The Occupy Principle

I like the idea of promoting a more casual idea of wine, but I guess I won’t be using the “Occupy” trademark, since it would be  too easy to confuse the wine group with the larger transnational advocacy movement.  But I think that what I am calling the “occupy principle” probably applies to both.

Usually we think that movements need to stand for something quite specific — to have an clear agreed agenda — and in the long run I think this is very important. But in the short run sometimes it helps if a movement is a little ambiguous, with a flexible identity that can lend it self to several different purposes and attract a good many followers. I think this ambiguity helped the Occupy Wall Street movement to gain initial attention and to spread as it has done.

The Occupiers I have read about resent and oppose unequal wealth and power (the gap between the 1% and the rest), but differ in many other respects. It will be interesting to see if a clearly focused agenda emerges and, if it does, what specific goals are adopted. Perhaps, of course, the protest itself and the consciousness-raising it provokes are sufficient as a first step.

Conspicuous Non-Consumption?

A wine movement for the 99% would surely bring together the wine world equivalent of “strange bedfellows,” too. Some supporters are just cheap (or thrifty, if you will) and want a little respect for their self-restraint. Others may be against an elitist idea of wine or oppose conspicuous consumption (which in the case of trophy wines often takes the rather bizarre form of conspicuous non-consumption — costly “collector” wines to look at and talk about, not necessarily to drink).
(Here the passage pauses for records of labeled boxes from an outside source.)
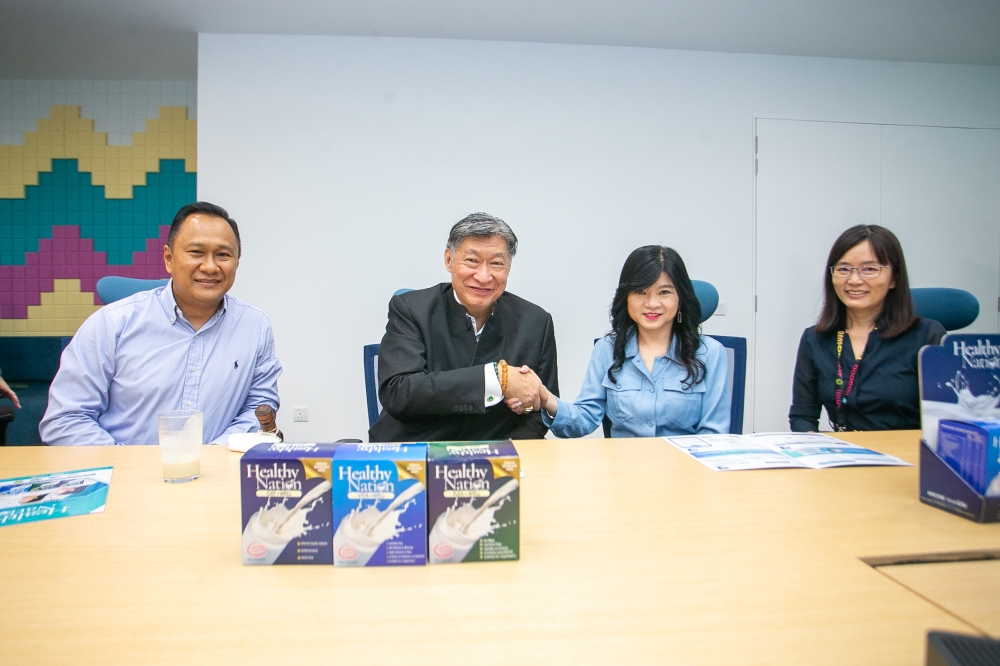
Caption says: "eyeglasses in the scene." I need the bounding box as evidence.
[830,264,889,280]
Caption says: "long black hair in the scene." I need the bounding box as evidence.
[816,224,917,338]
[608,245,705,388]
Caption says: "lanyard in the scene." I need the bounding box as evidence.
[831,331,861,432]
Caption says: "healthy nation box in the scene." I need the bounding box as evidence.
[919,333,1000,523]
[333,444,427,567]
[240,442,340,564]
[427,441,521,564]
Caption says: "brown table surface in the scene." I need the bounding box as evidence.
[0,432,1000,665]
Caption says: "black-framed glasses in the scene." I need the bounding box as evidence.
[830,264,889,280]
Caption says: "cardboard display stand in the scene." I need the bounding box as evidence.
[920,440,1000,523]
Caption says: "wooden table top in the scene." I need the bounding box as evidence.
[0,432,1000,665]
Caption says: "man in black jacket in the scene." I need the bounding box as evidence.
[368,213,559,442]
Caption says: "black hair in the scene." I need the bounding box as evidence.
[608,245,705,388]
[816,224,917,338]
[167,201,243,259]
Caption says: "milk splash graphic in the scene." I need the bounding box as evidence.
[945,371,1000,419]
[243,481,331,564]
[920,370,1000,451]
[333,483,424,567]
[428,479,518,563]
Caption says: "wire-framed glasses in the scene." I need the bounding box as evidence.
[830,264,889,280]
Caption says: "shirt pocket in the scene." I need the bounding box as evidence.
[601,370,642,423]
[658,379,705,432]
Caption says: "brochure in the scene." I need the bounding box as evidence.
[0,467,112,527]
[663,432,910,472]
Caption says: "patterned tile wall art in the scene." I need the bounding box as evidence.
[0,81,197,336]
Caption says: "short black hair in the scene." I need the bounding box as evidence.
[167,201,243,259]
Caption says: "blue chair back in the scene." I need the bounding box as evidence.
[594,332,747,439]
[365,288,413,428]
[365,344,382,428]
[708,335,747,435]
[691,280,719,321]
[910,287,979,331]
[97,275,169,305]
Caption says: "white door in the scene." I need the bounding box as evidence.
[752,119,1000,432]
[746,120,880,432]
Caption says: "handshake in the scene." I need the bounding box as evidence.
[497,361,559,415]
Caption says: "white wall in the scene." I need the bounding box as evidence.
[198,35,1000,441]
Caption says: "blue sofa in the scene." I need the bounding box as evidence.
[0,337,70,446]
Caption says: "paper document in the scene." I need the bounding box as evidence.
[0,467,112,527]
[663,432,910,472]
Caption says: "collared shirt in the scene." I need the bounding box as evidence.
[39,281,281,445]
[542,336,730,437]
[451,290,503,407]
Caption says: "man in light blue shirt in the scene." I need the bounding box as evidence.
[39,202,281,446]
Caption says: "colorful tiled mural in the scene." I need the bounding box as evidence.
[0,106,197,336]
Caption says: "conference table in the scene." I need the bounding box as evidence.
[0,431,1000,666]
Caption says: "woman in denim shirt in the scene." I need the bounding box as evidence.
[509,245,730,437]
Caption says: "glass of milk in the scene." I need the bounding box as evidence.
[157,409,202,483]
The reader who originally suggested the Occupy Wine idea has a more basic approach: wine doesn’t have to be a mystery (and most wine isn’t) and it shouldn’t cost an arm and a leg (most wine doesn’t). There’s no reason that perfectly decent, relatively affordable wine can’t be a part of almost everyone’s daily life. That’s a Wagnerian attitude through and through and I can see why he wantd to see it given more attention in the wine world.

The Commanding Heights

So if there were to be an Occupy Wine protest, where would we gather and what would we do? That’s a bit of a problem since the places that sell the most wine (including supermarkets and wine shops) often have a lot of choices for the 99 percent — not much to oppose there.  Costco is the largest wine retailer in the U.S. and although it does sell some icon wines, most of the products are more affordable. Most 99-percenters probably view Costco as friendly territory because of its policy of marking up wine only 15% for most bottles and 17% for house brand Kirkland Signature wines.

I suppose that we could protest in front of high end restaurants that sell superstar wines at super-nova prices. But I think restaurant wine mark ups are an issue of their own. And besides, the smell coming out of the kitchen would probably make me crazy. We could meet at Trader Joe’s to acknowledge the Two Buck Chuck phenomenon, but it wouldn’t be the same.

No, we would need to occupy the “commanding heights” — which in the case of wine means the wine media, where the 1 percent wines are praised and raised to an often unreachable altar.  But there are flaws in the plan to Occupy Wine Spectator, too. First, all the popular wine magazines are making efforts to reach price-sensitive “99%” buyers just now, even if they also run stories about one percent wines. Even Wine Advocate identifies good values and I have seen box wines and house brands included in some wine magazine reviews.

Fait Accompli?

The other problem is that I am not sure that there is a market for an alternative Occupy Wine magazine that would focus on everyday wine values and ordinary wine lifestyles. The target audience probably wouldn’t buy it — they’d rather spend their money on wine than wine literature. And in any case there are several wine blogs that cater to the good value audience.

Maybe … and this is only speculation … maybe we have already occupied wine and we just don’t realize it? The wines are there and so are we, the 99 percent.

Occupy Wine is a fait accompli? Who knew! Spread the word.